Now the House is poised to vote on legislation the Senate passed that expands small business aid and allots money for testing, but excludes new aid for distressed city and state governments, more food aid for struggling households, the passage of universal voting by mail, rules barring creditors from confiscating relief checks, or a bailout for the Postal Service. Ocasio-Cortez, who represents neighborhoods in the New York City borough of Queens with some of the highest COVID-19 fatality rates in the country, said Monday that she planned to vote against the bill pending major changes.
“It is insulting to think that we can pass such a small amount of money in the context of not knowing when Congress is even going to reconvene ― and pass such a small amount of money, pat ourselves on the back, and then leave town again,” she declared.
A coalition of heads of major progressive organizations and thinks tanks, including the Center for Economic and Policy Research, the National Women’s Law Center and the Center for Popular Democracy, released a joint statement on Wednesday condemning the Senate bill.
“The legislation that just passed the Senate is a small, but wholly insufficient, step in the right direction,” they said. “As a result, many people, families, and communities will remain in dire straits.”
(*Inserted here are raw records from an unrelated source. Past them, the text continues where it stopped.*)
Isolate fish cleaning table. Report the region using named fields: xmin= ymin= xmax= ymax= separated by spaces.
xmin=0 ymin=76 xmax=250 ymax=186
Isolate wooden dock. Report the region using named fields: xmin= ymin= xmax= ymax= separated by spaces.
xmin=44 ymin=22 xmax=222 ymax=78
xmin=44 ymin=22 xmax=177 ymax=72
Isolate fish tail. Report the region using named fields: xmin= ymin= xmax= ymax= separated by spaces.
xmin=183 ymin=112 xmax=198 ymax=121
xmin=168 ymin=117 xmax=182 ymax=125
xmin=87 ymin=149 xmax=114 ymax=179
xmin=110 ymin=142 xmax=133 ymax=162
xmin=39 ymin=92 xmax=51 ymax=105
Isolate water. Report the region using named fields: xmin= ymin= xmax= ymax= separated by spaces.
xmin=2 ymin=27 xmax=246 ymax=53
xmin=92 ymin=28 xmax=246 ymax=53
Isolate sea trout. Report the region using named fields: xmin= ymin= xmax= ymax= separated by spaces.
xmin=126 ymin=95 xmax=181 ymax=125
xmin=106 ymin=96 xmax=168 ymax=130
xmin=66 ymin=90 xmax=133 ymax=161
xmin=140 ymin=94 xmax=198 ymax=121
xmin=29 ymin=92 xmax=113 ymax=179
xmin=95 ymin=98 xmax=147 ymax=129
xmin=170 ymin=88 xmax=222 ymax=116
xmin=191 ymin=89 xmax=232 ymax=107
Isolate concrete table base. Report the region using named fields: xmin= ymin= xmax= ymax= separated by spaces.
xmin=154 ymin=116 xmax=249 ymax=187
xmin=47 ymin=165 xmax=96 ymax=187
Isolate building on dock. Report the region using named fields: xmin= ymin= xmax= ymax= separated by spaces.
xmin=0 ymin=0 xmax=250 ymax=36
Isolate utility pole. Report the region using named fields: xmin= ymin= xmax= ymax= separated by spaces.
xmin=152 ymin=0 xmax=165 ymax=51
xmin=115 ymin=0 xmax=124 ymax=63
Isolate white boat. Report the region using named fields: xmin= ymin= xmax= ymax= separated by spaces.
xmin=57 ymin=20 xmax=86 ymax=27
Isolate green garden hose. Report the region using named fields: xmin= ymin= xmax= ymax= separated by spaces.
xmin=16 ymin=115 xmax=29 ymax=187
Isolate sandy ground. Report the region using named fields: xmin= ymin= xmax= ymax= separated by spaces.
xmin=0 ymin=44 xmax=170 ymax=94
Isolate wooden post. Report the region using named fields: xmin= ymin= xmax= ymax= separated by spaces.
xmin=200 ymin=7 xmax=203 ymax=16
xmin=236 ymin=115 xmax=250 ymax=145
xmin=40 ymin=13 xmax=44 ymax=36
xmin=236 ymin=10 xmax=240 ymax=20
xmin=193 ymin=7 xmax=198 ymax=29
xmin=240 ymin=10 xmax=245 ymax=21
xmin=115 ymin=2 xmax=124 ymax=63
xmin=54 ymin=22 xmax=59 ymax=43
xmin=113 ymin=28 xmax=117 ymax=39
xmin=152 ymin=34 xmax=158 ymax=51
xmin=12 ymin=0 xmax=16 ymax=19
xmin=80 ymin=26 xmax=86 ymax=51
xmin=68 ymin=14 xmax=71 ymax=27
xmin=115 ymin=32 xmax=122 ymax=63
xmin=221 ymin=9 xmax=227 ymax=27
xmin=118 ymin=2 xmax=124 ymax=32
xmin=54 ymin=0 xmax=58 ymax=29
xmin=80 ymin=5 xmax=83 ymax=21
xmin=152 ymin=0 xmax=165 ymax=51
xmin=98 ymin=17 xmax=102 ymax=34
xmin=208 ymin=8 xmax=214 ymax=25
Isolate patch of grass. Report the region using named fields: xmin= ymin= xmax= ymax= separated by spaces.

Even Bob Greenstein, the president of the center-left Center on Budget and Policy Priorities, which rarely breaks with Democratic leadership, said the bill “falls short even as an interim measure.”
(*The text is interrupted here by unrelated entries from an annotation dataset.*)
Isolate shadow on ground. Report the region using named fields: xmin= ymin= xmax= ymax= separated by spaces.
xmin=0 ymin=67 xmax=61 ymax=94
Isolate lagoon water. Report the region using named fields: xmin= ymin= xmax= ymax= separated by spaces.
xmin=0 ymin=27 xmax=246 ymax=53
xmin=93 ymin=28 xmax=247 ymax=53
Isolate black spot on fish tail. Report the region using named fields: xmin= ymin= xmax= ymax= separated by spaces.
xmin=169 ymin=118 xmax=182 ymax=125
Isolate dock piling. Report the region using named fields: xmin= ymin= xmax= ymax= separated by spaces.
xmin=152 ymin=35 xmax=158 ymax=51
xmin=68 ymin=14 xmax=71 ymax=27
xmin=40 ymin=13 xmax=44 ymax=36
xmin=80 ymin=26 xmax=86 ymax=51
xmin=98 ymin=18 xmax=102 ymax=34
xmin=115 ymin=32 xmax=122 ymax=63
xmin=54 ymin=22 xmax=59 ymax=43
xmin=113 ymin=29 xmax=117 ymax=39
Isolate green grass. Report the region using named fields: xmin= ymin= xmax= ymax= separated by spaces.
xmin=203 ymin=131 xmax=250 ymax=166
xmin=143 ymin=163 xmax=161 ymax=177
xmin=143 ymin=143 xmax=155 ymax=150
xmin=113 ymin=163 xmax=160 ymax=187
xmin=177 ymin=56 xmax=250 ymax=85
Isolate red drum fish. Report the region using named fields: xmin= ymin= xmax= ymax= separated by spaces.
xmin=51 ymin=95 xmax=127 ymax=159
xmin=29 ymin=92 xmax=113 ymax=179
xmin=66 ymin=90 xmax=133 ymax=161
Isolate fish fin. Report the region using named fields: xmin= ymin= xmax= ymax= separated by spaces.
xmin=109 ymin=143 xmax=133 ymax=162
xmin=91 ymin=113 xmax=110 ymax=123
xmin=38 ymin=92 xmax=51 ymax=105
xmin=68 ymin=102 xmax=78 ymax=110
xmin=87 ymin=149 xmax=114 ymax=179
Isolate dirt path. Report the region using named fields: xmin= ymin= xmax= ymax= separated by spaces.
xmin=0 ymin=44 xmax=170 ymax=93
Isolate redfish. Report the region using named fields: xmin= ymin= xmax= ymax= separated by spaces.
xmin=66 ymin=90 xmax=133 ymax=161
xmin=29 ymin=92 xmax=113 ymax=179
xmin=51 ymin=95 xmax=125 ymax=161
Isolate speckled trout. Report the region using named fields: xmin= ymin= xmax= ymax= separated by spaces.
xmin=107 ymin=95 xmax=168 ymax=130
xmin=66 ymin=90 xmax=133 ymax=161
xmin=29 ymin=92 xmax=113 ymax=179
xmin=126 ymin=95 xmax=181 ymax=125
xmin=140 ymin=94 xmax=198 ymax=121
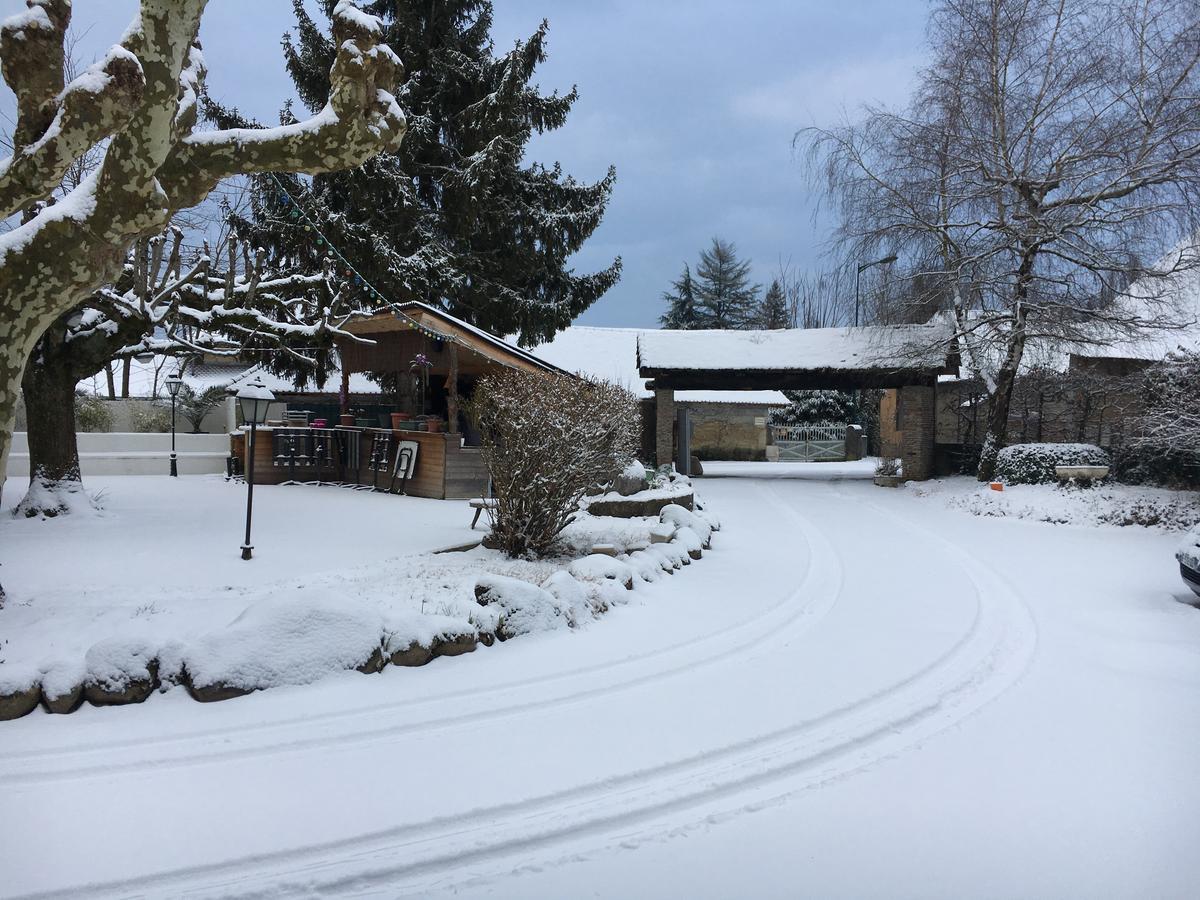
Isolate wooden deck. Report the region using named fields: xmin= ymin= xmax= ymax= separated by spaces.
xmin=230 ymin=426 xmax=487 ymax=500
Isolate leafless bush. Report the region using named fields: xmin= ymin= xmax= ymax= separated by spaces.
xmin=469 ymin=372 xmax=641 ymax=557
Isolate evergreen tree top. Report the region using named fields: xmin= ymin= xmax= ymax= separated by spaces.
xmin=206 ymin=0 xmax=620 ymax=367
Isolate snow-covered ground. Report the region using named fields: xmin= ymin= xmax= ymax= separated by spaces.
xmin=0 ymin=463 xmax=1200 ymax=898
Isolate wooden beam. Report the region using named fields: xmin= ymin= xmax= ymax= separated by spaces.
xmin=641 ymin=367 xmax=940 ymax=391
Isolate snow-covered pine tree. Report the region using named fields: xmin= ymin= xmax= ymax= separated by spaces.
xmin=208 ymin=0 xmax=620 ymax=355
xmin=770 ymin=390 xmax=863 ymax=425
xmin=755 ymin=278 xmax=792 ymax=330
xmin=659 ymin=263 xmax=700 ymax=329
xmin=696 ymin=238 xmax=761 ymax=329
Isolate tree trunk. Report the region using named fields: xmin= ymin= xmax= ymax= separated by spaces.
xmin=17 ymin=360 xmax=86 ymax=516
Pelosi also rankled some progressives with her announcement Wednesday that she would stick with her selection of Rep. Donna Shalala (D-Fla.) to serve on an oversight panel of the corporate bailout money.
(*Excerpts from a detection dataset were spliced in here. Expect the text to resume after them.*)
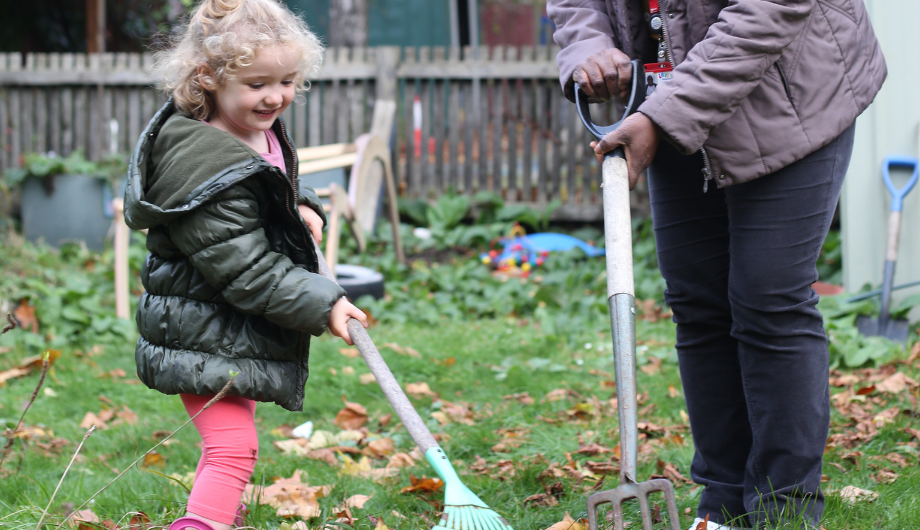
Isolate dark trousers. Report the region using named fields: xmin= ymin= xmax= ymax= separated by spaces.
xmin=648 ymin=122 xmax=854 ymax=527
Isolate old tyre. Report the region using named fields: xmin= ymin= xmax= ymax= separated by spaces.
xmin=335 ymin=264 xmax=383 ymax=301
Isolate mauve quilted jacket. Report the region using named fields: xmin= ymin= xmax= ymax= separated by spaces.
xmin=125 ymin=102 xmax=345 ymax=410
xmin=547 ymin=0 xmax=887 ymax=187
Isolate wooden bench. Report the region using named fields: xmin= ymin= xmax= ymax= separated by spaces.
xmin=297 ymin=100 xmax=406 ymax=272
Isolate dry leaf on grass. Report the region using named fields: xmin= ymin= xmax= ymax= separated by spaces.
xmin=406 ymin=383 xmax=438 ymax=399
xmin=144 ymin=451 xmax=166 ymax=467
xmin=345 ymin=495 xmax=373 ymax=510
xmin=335 ymin=396 xmax=367 ymax=429
xmin=387 ymin=453 xmax=415 ymax=467
xmin=0 ymin=350 xmax=61 ymax=386
xmin=339 ymin=348 xmax=361 ymax=359
xmin=362 ymin=438 xmax=396 ymax=458
xmin=639 ymin=357 xmax=662 ymax=375
xmin=839 ymin=486 xmax=878 ymax=504
xmin=383 ymin=342 xmax=422 ymax=358
xmin=13 ymin=298 xmax=38 ymax=333
xmin=399 ymin=473 xmax=444 ymax=493
xmin=875 ymin=372 xmax=917 ymax=394
xmin=546 ymin=512 xmax=587 ymax=530
xmin=243 ymin=470 xmax=332 ymax=519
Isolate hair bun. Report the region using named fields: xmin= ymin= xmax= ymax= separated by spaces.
xmin=199 ymin=0 xmax=243 ymax=22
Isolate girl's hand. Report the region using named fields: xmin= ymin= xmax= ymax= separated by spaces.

Pelosi picked Shalala, an Education and Labor Committee member with little financial policymaking experience, over Rep. Katie Porter (D-Calif.), a consumer rights attorney and disciple of Sen. Elizabeth Warren (D-Mass.) who actively sought a post on the panel. Porter, a freshman member on the Financial Services Committee, has made a name for herself with her interrogation of financial executives and Trump administration officials.
Days later, it emerged that Shalala, who owns millions of dollars in corporate stocks, violated the law when she failed to disclose her sale of some stocks after assuming office in 2018.
Drew Hammill, a Pelosi spokesman, said Shalala’s apology for her actions had sufficed.
“Congresswoman Shalala has the speaker’s complete confidence,” he said.
Jeff Hauser, executive director of the Center for Economic and Policy Research’s Revolving Door Project, which monitors executive branch corruption, believes the week’s events have done irrevocable damage to Pelosi’s reputation as a shrewd tactician. (The Revolving Door Project and Demand Progress had called on Pelosi to encourage Shalala to withdraw.)
“For a long time, Pelosi has received the benefit of the doubt from rank-and-file progressives who don’t follow the ins and outs of D.C. and believe that she is genuinely as calculating and knife fighting as portrayed by Kate McKinnon on ‘Saturday Night Live,’” he said. “I think that myth ends this week with a set of defeats too big to overcome by tearing up paper.”